Metropolis (Germany, 1927, Fritz Lang)
Director Fritz Lang's HG Wells-inspired tale is a surreal and occasionally incomprehensible storyline (though many narrative problems have been solved by rediscovered footage) is sometimes overwhelmed by a visually spectacular exercise in German expressionism. Master cinematographer Karl Freund fills the screen with an array of stylized shadows, oblique camera angles, geometric images, and nightmarish labyrinths.
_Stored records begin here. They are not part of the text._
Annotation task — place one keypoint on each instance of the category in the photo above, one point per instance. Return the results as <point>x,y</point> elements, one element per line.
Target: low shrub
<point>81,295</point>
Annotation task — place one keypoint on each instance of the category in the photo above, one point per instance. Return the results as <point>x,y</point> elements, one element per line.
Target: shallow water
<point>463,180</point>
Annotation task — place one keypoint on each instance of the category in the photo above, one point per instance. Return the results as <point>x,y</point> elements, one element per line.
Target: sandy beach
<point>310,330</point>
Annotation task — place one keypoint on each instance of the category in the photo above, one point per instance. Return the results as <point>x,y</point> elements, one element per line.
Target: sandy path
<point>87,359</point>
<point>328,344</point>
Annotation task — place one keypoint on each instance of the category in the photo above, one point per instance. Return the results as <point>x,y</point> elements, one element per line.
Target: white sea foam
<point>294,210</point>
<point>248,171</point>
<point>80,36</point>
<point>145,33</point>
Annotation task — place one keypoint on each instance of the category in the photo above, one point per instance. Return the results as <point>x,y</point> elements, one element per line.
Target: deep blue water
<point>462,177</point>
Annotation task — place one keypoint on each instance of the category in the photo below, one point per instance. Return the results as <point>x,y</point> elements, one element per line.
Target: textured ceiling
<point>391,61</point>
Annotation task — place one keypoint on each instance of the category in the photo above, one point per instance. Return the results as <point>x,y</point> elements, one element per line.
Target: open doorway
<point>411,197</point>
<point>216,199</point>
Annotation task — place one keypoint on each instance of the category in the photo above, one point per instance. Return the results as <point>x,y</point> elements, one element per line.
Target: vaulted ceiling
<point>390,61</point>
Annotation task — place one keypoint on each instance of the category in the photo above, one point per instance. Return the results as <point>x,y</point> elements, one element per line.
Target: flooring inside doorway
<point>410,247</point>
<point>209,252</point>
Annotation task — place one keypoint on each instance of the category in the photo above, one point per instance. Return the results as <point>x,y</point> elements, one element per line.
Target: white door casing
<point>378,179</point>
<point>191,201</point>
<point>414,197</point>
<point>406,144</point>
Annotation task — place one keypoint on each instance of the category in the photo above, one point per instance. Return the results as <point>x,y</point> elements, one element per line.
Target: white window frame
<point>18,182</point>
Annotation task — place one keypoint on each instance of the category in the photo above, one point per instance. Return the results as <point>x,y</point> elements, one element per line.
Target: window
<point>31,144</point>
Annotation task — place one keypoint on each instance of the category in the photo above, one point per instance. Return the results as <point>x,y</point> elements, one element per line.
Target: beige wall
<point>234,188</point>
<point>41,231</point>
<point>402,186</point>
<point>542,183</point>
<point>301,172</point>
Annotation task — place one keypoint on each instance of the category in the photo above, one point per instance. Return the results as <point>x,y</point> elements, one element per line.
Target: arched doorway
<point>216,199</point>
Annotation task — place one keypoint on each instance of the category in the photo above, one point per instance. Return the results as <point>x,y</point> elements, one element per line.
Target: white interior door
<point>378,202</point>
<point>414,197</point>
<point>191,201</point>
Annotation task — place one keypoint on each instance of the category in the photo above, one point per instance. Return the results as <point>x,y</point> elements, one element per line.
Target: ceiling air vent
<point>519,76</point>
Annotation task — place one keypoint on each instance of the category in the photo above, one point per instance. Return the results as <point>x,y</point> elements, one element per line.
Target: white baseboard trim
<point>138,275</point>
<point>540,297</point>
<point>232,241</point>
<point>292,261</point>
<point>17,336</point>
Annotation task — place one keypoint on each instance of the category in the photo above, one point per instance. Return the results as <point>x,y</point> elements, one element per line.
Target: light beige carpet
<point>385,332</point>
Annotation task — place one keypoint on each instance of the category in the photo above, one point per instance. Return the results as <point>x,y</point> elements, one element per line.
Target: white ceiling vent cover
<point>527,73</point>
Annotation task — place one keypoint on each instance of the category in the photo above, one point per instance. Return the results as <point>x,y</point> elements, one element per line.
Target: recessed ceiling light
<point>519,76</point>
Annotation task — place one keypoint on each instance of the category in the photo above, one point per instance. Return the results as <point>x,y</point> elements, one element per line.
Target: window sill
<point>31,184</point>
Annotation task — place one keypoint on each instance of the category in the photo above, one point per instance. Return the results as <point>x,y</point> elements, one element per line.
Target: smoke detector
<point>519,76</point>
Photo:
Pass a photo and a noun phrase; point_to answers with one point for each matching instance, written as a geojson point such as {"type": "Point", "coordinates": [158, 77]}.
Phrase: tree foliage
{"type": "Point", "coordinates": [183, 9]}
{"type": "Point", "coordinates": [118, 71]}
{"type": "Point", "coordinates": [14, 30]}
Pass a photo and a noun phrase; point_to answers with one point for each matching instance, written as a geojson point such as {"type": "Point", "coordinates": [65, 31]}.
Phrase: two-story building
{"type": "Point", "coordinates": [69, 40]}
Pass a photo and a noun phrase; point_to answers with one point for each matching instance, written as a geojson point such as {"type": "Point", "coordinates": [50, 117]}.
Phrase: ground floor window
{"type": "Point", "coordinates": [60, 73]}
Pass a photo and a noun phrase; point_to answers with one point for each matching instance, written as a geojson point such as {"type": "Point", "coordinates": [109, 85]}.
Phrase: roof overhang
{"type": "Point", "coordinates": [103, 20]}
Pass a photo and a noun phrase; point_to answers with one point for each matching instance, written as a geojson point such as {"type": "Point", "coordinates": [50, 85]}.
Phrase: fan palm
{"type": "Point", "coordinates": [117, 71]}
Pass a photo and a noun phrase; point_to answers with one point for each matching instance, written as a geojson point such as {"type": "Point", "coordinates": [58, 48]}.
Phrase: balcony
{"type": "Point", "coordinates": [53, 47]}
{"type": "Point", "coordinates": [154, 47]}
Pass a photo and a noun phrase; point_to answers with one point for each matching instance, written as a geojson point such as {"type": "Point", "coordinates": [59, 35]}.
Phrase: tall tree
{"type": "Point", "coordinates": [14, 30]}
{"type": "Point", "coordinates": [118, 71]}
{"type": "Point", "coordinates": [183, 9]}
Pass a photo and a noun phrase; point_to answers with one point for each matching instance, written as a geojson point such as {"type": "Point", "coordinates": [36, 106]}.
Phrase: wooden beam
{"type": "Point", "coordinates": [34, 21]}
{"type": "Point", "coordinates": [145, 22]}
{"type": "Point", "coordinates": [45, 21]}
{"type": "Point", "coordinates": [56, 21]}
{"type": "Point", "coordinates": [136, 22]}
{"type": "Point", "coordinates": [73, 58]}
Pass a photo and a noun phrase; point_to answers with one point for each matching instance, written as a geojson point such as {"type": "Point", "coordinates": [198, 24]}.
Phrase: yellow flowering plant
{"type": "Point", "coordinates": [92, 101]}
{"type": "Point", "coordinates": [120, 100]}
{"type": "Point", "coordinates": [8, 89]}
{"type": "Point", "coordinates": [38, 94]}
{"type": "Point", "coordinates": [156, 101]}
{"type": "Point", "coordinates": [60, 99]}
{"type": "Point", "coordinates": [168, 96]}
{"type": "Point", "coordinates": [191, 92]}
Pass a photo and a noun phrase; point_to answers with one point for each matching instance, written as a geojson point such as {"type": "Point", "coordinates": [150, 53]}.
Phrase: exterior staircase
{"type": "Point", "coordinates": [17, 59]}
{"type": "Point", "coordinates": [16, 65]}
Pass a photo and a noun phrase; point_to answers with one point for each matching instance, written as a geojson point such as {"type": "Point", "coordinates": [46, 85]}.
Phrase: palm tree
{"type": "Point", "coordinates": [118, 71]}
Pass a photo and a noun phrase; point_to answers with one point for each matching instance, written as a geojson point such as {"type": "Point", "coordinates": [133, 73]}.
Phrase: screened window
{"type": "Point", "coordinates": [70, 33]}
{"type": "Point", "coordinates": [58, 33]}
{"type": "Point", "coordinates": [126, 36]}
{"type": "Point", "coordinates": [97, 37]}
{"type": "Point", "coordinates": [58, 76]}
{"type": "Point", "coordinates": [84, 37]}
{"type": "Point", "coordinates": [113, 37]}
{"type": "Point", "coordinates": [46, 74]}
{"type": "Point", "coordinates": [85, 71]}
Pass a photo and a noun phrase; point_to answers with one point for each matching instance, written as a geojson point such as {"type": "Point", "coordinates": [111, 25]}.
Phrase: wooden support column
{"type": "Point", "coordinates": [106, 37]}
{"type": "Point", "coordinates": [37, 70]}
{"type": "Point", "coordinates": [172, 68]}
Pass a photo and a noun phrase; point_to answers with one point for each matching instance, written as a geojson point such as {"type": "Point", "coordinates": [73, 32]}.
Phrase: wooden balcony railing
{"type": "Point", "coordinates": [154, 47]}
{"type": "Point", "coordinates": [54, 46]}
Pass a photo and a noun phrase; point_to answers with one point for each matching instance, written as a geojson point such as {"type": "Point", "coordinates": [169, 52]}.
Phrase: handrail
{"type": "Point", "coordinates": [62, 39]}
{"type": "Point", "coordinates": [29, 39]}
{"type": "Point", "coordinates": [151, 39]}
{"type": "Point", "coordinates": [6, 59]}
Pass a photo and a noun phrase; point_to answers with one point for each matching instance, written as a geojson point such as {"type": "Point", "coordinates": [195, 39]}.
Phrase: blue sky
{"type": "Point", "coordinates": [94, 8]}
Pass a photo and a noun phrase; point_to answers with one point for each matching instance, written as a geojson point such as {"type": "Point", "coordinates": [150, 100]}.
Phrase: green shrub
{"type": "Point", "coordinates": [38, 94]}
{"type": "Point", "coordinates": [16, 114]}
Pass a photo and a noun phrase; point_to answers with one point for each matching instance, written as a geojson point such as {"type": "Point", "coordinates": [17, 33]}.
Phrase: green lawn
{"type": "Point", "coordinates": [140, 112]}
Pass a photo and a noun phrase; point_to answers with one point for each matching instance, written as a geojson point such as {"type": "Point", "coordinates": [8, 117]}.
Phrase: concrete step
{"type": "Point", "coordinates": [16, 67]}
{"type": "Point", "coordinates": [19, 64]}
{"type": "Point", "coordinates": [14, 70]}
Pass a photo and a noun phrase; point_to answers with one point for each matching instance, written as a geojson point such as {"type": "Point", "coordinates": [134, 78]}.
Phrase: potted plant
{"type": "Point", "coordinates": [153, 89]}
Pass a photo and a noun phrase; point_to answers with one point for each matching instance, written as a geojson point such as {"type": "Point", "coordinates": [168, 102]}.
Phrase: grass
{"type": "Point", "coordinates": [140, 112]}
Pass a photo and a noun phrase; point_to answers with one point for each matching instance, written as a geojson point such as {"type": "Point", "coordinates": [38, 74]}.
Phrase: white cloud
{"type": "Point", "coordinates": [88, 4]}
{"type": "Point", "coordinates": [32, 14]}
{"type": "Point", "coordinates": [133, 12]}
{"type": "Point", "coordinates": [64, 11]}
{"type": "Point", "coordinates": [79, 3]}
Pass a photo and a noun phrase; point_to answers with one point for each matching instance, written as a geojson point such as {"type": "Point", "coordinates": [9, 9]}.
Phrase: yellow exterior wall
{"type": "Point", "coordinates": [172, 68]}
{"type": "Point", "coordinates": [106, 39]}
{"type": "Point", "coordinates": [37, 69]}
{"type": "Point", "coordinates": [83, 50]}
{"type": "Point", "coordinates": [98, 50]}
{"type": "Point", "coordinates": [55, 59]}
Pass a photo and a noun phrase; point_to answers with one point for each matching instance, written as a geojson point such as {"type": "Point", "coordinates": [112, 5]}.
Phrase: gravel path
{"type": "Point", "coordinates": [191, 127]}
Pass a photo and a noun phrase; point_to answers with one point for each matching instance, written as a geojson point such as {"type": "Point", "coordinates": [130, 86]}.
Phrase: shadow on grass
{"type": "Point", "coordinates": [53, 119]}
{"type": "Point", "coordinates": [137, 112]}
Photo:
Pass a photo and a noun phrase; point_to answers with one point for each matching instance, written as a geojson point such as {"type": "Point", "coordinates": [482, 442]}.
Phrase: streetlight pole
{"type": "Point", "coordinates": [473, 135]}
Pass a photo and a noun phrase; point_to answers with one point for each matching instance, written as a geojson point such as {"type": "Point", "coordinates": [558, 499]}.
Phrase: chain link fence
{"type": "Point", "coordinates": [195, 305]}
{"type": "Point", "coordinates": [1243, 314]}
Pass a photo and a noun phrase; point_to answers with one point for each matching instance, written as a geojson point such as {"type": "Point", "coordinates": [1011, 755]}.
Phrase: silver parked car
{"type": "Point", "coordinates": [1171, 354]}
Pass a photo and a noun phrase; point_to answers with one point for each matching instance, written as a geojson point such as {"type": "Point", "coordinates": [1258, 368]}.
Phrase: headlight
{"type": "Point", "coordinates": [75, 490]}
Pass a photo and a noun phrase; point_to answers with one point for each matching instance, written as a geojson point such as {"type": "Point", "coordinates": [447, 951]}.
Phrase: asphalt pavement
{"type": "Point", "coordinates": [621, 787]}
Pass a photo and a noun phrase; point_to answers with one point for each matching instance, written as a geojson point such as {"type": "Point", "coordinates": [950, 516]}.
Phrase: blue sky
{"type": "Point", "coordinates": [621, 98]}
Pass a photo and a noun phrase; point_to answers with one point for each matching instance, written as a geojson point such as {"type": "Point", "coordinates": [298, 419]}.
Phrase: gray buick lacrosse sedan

The film's dialectical theme, with a world divided between the wealthy and the poor, the managers and the workers, the Head and the Hand, may seem dated in these post-Marxist times, and its message that the head and the hand can do no good without the heart may seem a little romantic to more cynical ages, but the warnings about techno-demagoguery continue to have modern relevance.
The actors give typical silent-film performances, full of exaggerated expressions and broad gestures, but they express their characters' fragile humanity despite these mannerisms. Rudolf Klein-Rogge's unforgettable work as the evil genius Rotwang became the template for all subsequent mad-scientist performances.
Despite being a critical and popular disappointment on its initial release, the film eventually gained cult status and was rediscovered by critics and audiences alike in the latter part of the 20th century. A number of incarnations of the film emerged over the years after the film's copyright expired in 1953. When it was re-released in the 1980s, some missing footage was restored and a synthesizer-heavy soundtrack by Giorgio Moroder was added, to much gnashing of critical teeth. The film has undergone more restorations in 2002 and 2008, with the latest still ongoing, each time adding some found footage, adding more clarity to the narrative and potency to the film.